The so-called-spooky man said this when he prayed for me,

“Let your self-image become clear in God,”

The first word that he mentioned was, “Gambar diri”

I was shocked, in a way. I was like, “Damn it. Please not that word!”

I thought I had a pretty clear self-image, and there is nothing wrong in me anymore.

I know myself so good, but I am not. That is what God was trying to tell me about.

Then the spooky man continued,

“Do not care of what people say about you,”

DANG!! How did he know?? That I always easily got affected by what people say about myself.

I never told him a single thing about my life, since we never talked before.

But he read me like a book.

I started to cry. H-spee was talking to me, this is what he said, “I know you, I know your life, I know everything that happen in your life, even though you are trying to hide it from me. I can always see you. Don’t keep yourself apart from me, Henry. This is the time to get yourself back to me.”

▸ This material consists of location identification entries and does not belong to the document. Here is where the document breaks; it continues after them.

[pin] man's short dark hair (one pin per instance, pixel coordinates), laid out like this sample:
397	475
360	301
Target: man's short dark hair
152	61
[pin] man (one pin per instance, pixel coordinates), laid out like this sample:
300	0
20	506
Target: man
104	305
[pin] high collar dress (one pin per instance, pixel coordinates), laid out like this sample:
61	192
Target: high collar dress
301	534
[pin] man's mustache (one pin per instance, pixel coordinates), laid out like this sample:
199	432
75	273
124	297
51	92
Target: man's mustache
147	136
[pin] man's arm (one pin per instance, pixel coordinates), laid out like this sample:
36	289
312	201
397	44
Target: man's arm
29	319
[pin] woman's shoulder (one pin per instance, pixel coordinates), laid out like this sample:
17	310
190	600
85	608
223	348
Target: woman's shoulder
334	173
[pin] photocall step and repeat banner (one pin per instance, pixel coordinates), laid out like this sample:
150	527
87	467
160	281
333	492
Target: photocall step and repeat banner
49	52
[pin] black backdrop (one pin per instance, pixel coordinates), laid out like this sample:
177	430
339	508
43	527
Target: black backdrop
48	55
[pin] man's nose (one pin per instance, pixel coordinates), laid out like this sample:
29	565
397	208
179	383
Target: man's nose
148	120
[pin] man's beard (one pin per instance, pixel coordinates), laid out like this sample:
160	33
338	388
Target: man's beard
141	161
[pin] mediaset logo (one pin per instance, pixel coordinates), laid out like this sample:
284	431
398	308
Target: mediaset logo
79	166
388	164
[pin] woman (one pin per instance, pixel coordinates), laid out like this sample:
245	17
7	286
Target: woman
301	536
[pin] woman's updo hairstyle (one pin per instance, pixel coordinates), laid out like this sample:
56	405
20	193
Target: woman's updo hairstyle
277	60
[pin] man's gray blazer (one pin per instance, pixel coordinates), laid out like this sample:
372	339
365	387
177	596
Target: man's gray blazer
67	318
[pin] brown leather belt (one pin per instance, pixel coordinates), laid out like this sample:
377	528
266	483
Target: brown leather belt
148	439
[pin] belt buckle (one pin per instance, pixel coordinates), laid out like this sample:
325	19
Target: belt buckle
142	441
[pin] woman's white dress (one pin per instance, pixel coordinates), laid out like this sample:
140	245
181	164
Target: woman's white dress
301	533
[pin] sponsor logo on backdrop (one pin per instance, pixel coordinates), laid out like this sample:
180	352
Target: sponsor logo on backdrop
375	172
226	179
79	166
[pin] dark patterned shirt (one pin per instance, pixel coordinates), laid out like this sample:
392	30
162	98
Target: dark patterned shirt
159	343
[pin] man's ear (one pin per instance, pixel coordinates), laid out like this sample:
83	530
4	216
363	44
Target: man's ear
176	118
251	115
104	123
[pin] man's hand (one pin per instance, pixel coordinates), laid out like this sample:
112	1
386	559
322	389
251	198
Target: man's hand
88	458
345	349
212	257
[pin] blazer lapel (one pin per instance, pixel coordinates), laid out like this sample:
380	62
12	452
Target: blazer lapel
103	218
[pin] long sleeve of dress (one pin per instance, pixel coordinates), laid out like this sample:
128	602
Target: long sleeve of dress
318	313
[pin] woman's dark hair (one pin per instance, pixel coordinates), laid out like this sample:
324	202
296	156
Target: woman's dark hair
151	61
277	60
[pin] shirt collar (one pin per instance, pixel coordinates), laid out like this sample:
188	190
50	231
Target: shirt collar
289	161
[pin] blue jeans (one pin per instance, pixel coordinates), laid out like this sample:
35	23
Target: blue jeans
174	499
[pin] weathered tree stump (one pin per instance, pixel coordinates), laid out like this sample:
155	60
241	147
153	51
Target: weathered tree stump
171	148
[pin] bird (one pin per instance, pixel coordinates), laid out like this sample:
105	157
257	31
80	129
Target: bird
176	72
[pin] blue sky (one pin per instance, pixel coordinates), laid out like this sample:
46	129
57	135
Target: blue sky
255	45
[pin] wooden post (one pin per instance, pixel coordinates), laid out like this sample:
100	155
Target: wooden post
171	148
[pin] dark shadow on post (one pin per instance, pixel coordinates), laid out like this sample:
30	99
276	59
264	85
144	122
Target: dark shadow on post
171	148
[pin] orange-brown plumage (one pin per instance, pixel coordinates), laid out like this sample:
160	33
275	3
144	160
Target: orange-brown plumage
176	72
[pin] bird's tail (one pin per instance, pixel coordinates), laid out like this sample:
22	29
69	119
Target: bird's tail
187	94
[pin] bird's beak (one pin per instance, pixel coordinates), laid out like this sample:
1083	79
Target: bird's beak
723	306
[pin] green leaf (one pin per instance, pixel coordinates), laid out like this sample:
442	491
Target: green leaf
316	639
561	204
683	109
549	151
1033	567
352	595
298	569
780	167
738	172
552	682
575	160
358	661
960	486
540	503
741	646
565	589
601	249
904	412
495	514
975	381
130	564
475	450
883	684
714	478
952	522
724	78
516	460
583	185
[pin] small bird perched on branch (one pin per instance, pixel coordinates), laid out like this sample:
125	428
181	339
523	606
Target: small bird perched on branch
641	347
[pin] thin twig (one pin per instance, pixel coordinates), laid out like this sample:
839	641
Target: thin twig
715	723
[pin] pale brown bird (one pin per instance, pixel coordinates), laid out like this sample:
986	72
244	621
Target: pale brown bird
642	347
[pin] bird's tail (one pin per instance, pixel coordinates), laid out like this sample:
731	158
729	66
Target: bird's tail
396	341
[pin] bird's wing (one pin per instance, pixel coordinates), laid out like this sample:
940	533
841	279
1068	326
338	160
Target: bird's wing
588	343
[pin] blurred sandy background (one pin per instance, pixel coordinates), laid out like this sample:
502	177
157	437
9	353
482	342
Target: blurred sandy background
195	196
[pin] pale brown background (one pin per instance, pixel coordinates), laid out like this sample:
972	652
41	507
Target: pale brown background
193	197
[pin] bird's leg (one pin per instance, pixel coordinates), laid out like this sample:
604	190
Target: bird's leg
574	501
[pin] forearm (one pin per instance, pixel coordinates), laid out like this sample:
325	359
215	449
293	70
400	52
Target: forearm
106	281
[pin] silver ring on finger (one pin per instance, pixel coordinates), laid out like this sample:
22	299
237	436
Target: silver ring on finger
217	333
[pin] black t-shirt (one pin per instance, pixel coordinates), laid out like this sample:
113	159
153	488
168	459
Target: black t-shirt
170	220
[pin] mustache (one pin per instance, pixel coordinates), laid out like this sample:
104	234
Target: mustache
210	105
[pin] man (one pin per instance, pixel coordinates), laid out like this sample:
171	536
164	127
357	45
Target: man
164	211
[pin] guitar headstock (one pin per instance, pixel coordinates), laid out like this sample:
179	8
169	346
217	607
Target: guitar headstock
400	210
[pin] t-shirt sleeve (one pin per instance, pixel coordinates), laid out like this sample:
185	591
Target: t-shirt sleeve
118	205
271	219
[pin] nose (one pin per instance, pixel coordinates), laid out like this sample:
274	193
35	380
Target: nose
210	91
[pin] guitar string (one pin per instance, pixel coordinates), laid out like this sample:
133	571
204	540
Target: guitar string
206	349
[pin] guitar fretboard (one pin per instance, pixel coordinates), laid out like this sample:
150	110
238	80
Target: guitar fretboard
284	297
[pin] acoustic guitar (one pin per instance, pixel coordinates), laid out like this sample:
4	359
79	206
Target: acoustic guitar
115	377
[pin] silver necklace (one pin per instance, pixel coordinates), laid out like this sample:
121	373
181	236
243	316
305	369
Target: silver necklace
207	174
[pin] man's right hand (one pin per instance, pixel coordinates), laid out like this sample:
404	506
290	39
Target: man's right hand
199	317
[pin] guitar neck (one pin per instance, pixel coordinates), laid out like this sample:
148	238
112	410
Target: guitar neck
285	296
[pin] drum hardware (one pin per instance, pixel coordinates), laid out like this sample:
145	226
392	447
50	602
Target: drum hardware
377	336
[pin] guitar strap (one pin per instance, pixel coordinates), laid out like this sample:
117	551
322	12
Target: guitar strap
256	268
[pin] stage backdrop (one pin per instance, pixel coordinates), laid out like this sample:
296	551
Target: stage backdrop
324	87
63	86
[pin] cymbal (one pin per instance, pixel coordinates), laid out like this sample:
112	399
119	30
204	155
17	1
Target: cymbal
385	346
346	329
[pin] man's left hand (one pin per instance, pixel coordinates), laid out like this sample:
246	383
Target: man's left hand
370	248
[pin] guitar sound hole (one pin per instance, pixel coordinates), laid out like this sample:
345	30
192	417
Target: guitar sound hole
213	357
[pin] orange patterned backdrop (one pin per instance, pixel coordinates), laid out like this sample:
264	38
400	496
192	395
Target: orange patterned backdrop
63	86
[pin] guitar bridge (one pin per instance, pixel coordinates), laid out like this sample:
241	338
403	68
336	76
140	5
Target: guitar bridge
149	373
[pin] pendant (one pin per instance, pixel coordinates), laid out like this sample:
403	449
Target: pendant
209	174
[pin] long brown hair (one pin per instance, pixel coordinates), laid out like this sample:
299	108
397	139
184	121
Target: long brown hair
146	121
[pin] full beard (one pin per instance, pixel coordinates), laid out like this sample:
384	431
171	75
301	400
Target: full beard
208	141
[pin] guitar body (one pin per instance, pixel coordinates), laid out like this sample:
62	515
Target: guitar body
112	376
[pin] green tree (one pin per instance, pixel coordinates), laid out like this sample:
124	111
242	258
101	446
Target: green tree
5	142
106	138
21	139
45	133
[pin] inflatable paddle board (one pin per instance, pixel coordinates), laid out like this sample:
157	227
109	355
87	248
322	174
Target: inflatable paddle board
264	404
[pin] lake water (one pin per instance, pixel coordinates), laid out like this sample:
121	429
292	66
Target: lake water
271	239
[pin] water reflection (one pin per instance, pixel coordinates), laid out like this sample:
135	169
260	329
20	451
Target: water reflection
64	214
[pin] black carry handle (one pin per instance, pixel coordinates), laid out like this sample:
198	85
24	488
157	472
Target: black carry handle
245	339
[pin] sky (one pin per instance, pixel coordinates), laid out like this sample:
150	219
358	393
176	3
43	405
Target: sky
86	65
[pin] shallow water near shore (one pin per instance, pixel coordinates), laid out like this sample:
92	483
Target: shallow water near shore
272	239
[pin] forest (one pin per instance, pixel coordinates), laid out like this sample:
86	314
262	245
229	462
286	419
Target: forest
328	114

Then the spooky man hugged me, and he said this, “He wants you to know that He loves you so much as a father, more than what your biological father could give to you.”

He hugged me tighter every second. I felt warm, I felt save, I felt as if God Himself was standing there and giving me a hug.

A hug from a father is something that I always longing for.

I was crying like hell.

These last few weeks I felt so superior, but now He kind of remind me, that He is the one, the ultimate superior in my life, and how small I am compare to His greatness.